2021年4月に「高齢者雇用安定法」が施行され、70歳までの雇用が努力義務化されたことで、年金を受け取りながら働くシニアが増加傾向にあります。

実際に総務省「統計からみた我が国の高齢者」によると、高齢者の就業率を年齢階級別にみたとき、65〜69歳は50.8%、70〜74歳は33.5%と、いずれも過去最高となりました。

60歳代後半においても半数の人が就労していることから、現代では「還暦を過ぎたら退職して静かに暮らす」という老後生活をしている人のほうが少ないのかもしれません。

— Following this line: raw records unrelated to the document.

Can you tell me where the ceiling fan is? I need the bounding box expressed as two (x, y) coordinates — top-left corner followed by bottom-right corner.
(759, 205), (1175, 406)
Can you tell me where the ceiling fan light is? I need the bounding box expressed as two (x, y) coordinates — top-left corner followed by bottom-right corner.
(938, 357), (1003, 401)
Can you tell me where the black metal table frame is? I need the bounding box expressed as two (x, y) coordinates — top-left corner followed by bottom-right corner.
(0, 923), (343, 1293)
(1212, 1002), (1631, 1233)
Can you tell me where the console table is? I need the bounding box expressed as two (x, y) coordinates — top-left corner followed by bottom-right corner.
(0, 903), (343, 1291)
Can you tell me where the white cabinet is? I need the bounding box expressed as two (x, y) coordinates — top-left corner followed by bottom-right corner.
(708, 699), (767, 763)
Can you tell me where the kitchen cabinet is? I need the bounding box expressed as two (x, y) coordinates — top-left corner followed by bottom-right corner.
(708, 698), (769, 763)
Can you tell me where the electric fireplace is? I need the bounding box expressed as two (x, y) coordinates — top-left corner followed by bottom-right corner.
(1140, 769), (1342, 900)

上記のような、働けるうちは働くという選択をする人は一定数存在し、厚生年金に加入して働きながら受け取る老齢厚生年金を「在職老齢年金」と言います。

「年金を受け取りながら働けば収入が増額する」と思っている方もいるかもしれませんが、中には「収入があると公的年金が減額される」ケースもあります。

働くことで、本来は受け取れるはずだった金額が減額されることから「損をしている」と感じる人も少なくないでしょう。

本記事では、働きながら年金を受け取る「在職老齢年金」で損をしないために、仕組みや意識したいポイントなどを解説していきます。

1. 在職老齢年金とは

在職老齢年金とは、厚生年金に加入している人が、働きながら受け取る老齢厚生年金のことを指します。

年金月額と月給や賞与に応じて、受け取れる年金額が減額され、場合によっては全額が支給停止になることもあります。

以前までは、60歳代前半と65歳以上で基準額が異なり複雑な内容になっていましたが、2022年度からは計算方法が緩和化されシンプルな内容になりました。

なお、個人事業主といった厚生年金に加入していない人が仕事を続けている場合は、在職老齢年金の適用を受けないため留意しておきましょう。